AI on the edge
ASU researcher Hokeun Kim awarded grant to make edge devices safer and smarter
How many light bulbs does it take to change a computer scientist?
In a recent episode of Hulu’s smash hit, “A Murder at the End of the World,” a programmer played by Emma Corrin successfully hacks a hotel’s computer network using information stored on the chip of a smart light bulb, gaining access to guest information, camera feeds and security systems.
Scenarios such as this are becoming increasingly possible thanks to our growing reliance on edge devices — small electronics such as cell phones, doorbell cameras and alarm sensors — that work mainly to transmit data across a network or to the cloud.
Hokeun Kim, an assistant professor of computer science in the Ira A. Fulton Schools of Engineering at Arizona State University, was recently awarded a grant from ATTO Research to help edge devices learn from user data while keeping information safe.
“Historically, edge devices were fairly secure,” says Kim, a faculty member in the School of Computing and Augmented Intelligence, part of the Fulton Schools. “The devices were performing basic functions and transmitting information to data centers where most of the real work was being done. These centers are managed by experts who provide multiple layers of data protection.”
However, edge devices are getting more powerful and storing increased amounts of sensitive data on the devices themselves. For example, smart light bulbs must encode critical information, such as usernames and passwords, on their chips. This allows them to connect to Bluetooth networks to be used remotely. These edge devices are not under the control of computer engineers, yet they are everywhere in homes and businesses and often left unsecured and unsupervised.
Such devices are also becoming capable of artificial intelligence, or AI. A tiny, single-board computer no larger than the palm of your hand, such as a Raspberry Pi, has enough processing power to run a type of AI called a large language model, or LLM, directly on the device. ChatGPT is a popular example of an LLM.
Edge devices are working harder and smarter
But who will determine how edge devices learn? Who will keep them secure? And who is making sure that hackers can’t steal your identity by stealing your lightbulb?
As part of his grant, Kim will work with ATTO Research, a leading company specializing in software-defined infrastructure, or SDI, tailored for research and development in establishing smart city infrastructure and operation systems. The South Korean firm brings expertise in network architecture and a strong interest in machine learning. With innovative SDI technology, the company engages in various sectors, including data centers, private and public IT infrastructure, educational institution networks and administrative information communication networks.
The grant aims to create a middleware solution that will provide tools to edge developers, helping them ensure that devices are both smart and secure.
Kim’s work will design a platform for secure federated learning, a kind of AI where edge devices can learn on their own and then share the results with other devices without exposing the original data that was gathered.
The project will involve creating application program interfaces and code libraries that will help developers make software that allows edge devices to harness the power of AI while preserving the privacy of the datasets. Kim’s work is especially novel because he’s not trying to reinvent the wheel; his solution plays alongside current security standards that engineers already use.
“We’re not seeking to develop new standards,” he says. “Rather, we want to integrate existing standards and cryptography protocols so these can be used for federated learning on edge devices in an efficient way while not losing any security guarantees.”

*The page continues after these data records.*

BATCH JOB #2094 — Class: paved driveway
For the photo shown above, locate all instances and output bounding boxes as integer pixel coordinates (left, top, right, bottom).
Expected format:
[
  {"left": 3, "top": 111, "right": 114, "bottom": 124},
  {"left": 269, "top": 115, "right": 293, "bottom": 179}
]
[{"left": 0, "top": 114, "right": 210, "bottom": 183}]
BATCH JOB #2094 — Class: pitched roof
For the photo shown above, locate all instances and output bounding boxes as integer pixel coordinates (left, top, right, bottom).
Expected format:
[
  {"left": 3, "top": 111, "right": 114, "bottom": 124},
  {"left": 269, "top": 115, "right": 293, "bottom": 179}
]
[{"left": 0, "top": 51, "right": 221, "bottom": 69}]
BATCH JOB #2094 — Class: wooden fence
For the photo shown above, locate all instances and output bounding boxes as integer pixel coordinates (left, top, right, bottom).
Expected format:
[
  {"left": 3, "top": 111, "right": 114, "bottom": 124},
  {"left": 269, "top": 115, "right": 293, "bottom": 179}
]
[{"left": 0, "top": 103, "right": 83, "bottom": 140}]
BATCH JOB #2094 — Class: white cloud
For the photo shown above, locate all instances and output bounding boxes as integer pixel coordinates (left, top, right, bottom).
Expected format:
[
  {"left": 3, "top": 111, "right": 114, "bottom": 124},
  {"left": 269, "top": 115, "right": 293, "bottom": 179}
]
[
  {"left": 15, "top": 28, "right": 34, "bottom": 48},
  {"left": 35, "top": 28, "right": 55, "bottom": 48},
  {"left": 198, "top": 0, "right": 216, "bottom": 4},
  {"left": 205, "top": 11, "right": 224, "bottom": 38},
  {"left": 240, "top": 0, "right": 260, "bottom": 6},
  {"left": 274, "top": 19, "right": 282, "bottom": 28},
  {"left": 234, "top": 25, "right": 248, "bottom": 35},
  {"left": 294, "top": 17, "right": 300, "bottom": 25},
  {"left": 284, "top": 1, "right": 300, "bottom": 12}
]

Devices learn to defend data
Kim believes that secure federated learning has the potential to provide incredible benefits. For instance, doctors treating patients suffering from a specific kind of cancer might enter each patient’s information into an edge device. That device could learn about the disease and share its conclusions with other doctors or hospitals without ever sharing any personal medical information.
The first application of the work will be used in an ATTO Research project to build hospital infrastructures, which includes a plan to install small, AI devices in each treatment room.
“For artificial intelligence to be effective, it must learn from medical records collected by individual devices,” says Byeonghag Seong, head of technical research at ATTO. “So, together with Kim, we started researching ways to conduct machine learning without sending personal information to other organizations.”
Kim adds, “These AI federated learning models could be useful for predicting or diagnosing certain diseases. Edge devices would let doctors collaboratively work with other hospitals, for example, without revealing sensitive patient data.”
His work also has innovative potential applications in technology being deployed in smart cities as well as for use on edge devices used by law enforcement and the military.
“Small electronics and edge devices will continue to become more ubiquitous,” says Ross Maciejewski, director of the School of Computing and Augmented Intelligence. “As they do, Kim’s work will pay rich dividends, letting these devices harness the power of AI while keeping sensitive data safe.”
“The way forward,” Kim says, “is for machines to be able to share what they have learned, to share information — but not your information.”